The ATC issued a memo in March notifying breweries they can only have food operations if they are “incidental to beer sales,” meaning food sales cannot be more than 25% of beer sales. The memo ruffled feathers in the industry, with several breweries wondering whether they could have in-house kitchens, said Cary Koch, a lobbyist and executive director of the Louisiana Craft Brewers Guild.
Despite confusion over the rule’s meaning, Louisiana breweries have so far complied and have not had to close, he said.
At issue was whether the 25% rule applied to all beer sales or taproom beer sales, Koch said. Breweries with a manufacturer’s permit often sell beer from taprooms, but that is only part of their overall sales. Ultimately, breweries can offer food sales up to 25% of their total beer sales.
“While we don’t completely agree with the advisory opinion we are encouraged that there is something in writing on craft breweries,” Koch said.

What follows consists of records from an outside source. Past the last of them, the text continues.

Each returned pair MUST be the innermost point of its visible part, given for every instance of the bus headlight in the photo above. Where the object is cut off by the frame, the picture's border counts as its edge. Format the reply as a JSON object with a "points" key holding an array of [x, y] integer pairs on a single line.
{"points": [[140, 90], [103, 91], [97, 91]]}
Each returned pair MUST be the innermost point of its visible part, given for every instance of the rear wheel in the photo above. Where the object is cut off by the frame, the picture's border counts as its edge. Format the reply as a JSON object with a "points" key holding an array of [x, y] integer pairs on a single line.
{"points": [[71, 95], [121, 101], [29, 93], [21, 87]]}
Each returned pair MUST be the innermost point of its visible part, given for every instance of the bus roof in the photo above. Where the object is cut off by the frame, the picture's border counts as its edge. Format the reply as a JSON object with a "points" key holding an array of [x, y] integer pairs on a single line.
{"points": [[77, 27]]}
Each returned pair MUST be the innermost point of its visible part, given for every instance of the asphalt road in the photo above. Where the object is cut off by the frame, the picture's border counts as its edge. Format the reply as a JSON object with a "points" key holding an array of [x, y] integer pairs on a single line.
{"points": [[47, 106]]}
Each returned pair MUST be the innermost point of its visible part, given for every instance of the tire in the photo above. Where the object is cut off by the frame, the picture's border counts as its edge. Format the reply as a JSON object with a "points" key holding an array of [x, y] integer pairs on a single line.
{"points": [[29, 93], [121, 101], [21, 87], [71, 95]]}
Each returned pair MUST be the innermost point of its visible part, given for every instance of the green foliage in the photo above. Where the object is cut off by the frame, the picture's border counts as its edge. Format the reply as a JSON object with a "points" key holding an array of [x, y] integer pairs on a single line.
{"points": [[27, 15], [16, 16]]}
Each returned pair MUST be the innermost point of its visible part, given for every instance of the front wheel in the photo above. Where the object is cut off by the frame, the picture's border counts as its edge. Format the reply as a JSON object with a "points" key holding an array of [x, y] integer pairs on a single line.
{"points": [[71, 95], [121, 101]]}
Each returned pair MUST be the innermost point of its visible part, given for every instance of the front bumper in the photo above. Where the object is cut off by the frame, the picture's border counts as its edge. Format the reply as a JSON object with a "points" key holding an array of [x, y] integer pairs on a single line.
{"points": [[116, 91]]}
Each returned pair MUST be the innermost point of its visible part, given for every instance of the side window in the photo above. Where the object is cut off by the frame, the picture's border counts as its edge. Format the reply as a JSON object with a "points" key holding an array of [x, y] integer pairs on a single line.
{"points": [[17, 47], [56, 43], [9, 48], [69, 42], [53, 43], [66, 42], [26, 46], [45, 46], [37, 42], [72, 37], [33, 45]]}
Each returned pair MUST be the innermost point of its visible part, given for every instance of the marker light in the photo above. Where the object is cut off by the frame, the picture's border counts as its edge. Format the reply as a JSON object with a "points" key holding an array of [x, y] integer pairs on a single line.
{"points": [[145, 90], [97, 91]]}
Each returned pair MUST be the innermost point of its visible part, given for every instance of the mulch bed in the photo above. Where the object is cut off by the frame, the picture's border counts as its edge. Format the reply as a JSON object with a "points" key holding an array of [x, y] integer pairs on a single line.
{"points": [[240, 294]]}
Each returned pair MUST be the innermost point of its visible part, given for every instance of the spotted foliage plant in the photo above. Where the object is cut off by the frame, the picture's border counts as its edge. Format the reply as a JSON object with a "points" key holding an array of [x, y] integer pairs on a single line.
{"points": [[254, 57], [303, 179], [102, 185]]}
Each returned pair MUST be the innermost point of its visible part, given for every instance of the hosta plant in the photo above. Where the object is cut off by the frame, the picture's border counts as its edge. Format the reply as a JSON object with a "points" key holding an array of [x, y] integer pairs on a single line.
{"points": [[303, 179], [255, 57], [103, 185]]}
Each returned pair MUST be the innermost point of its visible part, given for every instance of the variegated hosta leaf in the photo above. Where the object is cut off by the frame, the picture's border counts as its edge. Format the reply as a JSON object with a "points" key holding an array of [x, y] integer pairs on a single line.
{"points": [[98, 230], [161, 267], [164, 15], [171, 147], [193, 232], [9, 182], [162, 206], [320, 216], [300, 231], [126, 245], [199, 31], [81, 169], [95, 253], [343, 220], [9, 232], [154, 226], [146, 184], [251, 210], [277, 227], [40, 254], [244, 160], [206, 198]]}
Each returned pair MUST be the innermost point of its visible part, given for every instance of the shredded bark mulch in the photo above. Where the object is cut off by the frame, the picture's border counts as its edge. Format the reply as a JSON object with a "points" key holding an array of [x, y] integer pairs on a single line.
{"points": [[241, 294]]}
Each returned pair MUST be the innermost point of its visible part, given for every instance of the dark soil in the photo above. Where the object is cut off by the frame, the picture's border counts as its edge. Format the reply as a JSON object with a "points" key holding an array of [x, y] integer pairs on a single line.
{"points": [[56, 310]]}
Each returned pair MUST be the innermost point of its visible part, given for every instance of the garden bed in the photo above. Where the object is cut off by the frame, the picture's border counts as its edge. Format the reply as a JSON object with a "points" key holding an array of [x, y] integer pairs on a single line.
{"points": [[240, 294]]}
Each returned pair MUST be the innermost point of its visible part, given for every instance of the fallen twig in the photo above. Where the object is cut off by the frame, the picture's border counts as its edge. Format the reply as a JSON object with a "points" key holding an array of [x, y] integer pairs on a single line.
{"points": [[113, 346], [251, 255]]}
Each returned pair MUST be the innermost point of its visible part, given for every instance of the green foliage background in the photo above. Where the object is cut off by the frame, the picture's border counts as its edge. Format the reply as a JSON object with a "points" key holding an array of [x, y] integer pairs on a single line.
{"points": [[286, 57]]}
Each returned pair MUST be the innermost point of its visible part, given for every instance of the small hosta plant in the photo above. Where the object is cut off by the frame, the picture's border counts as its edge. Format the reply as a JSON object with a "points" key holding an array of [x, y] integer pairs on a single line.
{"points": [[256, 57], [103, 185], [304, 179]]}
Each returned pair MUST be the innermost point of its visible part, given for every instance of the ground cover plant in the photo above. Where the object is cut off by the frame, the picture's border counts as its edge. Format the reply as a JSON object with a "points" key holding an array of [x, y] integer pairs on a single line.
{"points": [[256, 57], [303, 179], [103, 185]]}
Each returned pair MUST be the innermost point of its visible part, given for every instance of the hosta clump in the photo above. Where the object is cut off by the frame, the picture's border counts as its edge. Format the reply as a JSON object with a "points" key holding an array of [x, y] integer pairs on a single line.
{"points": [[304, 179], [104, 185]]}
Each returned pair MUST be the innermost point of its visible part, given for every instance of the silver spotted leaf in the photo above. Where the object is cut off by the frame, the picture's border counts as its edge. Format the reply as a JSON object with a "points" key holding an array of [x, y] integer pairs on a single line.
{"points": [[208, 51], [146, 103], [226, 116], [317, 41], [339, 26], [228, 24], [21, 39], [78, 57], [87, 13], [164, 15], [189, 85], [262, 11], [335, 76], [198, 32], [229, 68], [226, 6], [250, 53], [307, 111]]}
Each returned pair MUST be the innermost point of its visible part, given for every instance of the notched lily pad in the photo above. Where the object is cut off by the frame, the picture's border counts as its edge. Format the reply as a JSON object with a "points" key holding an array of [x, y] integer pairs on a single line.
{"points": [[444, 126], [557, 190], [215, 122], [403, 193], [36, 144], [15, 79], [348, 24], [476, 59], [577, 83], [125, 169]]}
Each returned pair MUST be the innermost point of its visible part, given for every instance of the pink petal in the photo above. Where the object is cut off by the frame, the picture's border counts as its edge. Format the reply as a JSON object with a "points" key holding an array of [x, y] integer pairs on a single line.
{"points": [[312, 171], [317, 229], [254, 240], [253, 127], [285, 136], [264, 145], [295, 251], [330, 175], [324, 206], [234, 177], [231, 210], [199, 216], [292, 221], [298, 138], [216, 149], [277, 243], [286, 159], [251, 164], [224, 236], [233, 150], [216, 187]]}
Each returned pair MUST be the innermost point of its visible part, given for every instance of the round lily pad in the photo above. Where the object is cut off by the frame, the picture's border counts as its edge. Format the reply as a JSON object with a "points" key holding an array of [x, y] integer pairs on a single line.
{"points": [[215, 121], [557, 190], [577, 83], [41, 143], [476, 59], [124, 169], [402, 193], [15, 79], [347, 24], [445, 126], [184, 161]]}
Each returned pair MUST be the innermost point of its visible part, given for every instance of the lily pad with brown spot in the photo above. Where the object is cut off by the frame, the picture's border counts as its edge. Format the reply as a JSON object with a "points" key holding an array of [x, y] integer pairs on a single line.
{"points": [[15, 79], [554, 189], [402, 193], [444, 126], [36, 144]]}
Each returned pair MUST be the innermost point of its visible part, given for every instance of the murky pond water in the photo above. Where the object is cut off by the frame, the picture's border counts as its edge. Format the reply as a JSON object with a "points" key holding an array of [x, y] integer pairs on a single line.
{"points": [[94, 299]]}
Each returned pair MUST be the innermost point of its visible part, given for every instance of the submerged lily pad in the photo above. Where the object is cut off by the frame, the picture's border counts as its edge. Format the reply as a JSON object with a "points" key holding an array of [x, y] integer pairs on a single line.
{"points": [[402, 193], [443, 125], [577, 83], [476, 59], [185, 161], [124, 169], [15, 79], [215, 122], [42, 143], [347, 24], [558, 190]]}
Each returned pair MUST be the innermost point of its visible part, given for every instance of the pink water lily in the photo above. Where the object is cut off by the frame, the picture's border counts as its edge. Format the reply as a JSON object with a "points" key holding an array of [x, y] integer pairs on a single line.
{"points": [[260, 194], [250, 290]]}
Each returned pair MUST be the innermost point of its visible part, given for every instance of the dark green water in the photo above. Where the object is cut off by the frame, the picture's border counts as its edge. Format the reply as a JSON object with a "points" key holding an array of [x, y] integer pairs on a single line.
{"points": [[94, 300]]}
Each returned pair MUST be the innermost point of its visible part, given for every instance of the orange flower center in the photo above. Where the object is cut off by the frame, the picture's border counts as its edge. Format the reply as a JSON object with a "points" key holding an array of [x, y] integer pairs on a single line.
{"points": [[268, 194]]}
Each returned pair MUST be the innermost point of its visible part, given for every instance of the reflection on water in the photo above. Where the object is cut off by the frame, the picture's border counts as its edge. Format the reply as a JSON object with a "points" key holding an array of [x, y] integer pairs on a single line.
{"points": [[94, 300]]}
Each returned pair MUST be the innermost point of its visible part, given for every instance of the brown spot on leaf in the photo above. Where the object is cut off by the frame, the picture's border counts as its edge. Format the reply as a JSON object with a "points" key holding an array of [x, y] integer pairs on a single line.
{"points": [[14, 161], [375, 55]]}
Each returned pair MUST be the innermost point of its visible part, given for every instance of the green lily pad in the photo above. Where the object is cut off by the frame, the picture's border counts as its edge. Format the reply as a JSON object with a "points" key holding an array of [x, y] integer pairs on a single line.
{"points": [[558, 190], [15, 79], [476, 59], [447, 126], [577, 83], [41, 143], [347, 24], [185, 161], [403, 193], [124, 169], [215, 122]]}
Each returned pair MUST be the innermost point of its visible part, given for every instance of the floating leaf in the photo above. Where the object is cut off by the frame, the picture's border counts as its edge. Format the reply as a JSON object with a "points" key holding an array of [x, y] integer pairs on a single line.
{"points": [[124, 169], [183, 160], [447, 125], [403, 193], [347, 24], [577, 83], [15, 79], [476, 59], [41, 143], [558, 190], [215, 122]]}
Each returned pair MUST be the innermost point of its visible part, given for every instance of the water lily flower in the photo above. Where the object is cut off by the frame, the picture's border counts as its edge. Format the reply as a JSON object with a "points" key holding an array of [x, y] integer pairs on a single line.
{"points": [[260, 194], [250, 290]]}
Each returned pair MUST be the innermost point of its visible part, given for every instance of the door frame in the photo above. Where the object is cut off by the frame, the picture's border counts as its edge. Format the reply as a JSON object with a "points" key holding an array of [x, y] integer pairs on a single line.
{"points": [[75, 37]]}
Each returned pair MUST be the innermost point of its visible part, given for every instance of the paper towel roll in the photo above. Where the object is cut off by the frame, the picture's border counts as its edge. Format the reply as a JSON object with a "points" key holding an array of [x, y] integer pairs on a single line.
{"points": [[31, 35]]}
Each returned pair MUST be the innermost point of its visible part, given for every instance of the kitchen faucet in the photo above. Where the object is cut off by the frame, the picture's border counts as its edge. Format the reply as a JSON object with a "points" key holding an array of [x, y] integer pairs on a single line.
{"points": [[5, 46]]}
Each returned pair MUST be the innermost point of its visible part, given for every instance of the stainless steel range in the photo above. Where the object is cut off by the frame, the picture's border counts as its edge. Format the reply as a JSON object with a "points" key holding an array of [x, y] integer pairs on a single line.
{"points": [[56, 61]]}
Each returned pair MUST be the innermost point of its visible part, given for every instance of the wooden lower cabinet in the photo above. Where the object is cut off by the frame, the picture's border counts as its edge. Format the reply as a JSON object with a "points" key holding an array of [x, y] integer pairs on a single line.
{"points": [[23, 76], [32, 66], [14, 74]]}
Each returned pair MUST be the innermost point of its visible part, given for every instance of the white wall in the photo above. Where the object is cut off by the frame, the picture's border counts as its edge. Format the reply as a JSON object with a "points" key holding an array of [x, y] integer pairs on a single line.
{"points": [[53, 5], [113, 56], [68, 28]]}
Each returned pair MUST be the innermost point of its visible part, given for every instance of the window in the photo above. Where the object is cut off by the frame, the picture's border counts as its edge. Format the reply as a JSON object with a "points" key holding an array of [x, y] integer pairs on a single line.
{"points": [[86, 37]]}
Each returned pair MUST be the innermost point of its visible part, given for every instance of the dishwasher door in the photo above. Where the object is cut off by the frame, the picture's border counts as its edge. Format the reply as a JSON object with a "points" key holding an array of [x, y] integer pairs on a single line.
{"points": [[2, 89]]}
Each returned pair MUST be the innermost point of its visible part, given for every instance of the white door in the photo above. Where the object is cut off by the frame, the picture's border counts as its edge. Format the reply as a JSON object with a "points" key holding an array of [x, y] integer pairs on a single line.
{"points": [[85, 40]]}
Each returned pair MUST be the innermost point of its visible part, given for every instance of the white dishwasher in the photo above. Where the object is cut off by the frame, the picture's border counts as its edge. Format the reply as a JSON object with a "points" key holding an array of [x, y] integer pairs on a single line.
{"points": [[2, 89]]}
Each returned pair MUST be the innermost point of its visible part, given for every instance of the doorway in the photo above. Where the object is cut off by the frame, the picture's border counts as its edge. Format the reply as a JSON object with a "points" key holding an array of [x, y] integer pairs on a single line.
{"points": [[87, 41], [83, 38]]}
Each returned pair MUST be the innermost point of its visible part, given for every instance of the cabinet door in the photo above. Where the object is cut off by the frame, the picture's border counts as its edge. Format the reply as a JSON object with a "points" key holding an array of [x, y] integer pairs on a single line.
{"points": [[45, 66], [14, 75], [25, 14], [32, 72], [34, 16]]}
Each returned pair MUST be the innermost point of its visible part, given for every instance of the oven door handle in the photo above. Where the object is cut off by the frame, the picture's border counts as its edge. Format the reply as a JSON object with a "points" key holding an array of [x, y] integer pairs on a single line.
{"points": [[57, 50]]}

While unhappy with the regulation, Koch said breweries are dealing with it and continue to grow. Louisiana has one of the smallest craft beer markets in the country, with only 30 breweries, ranking the state 48th nationally in per capita breweries.
But the number of breweries has more than doubled since 2012, Koch said, and several have popped up this year. Dozens more are in planning stages.
Koch and others in the industry also successfully killed a bill in the Legislature this year that would have prohibited beer companies from licensing with universities—like LSU and Tin Roof Brewing Company’s agreement to sell LSU-branded “Bayou Bengal” beer.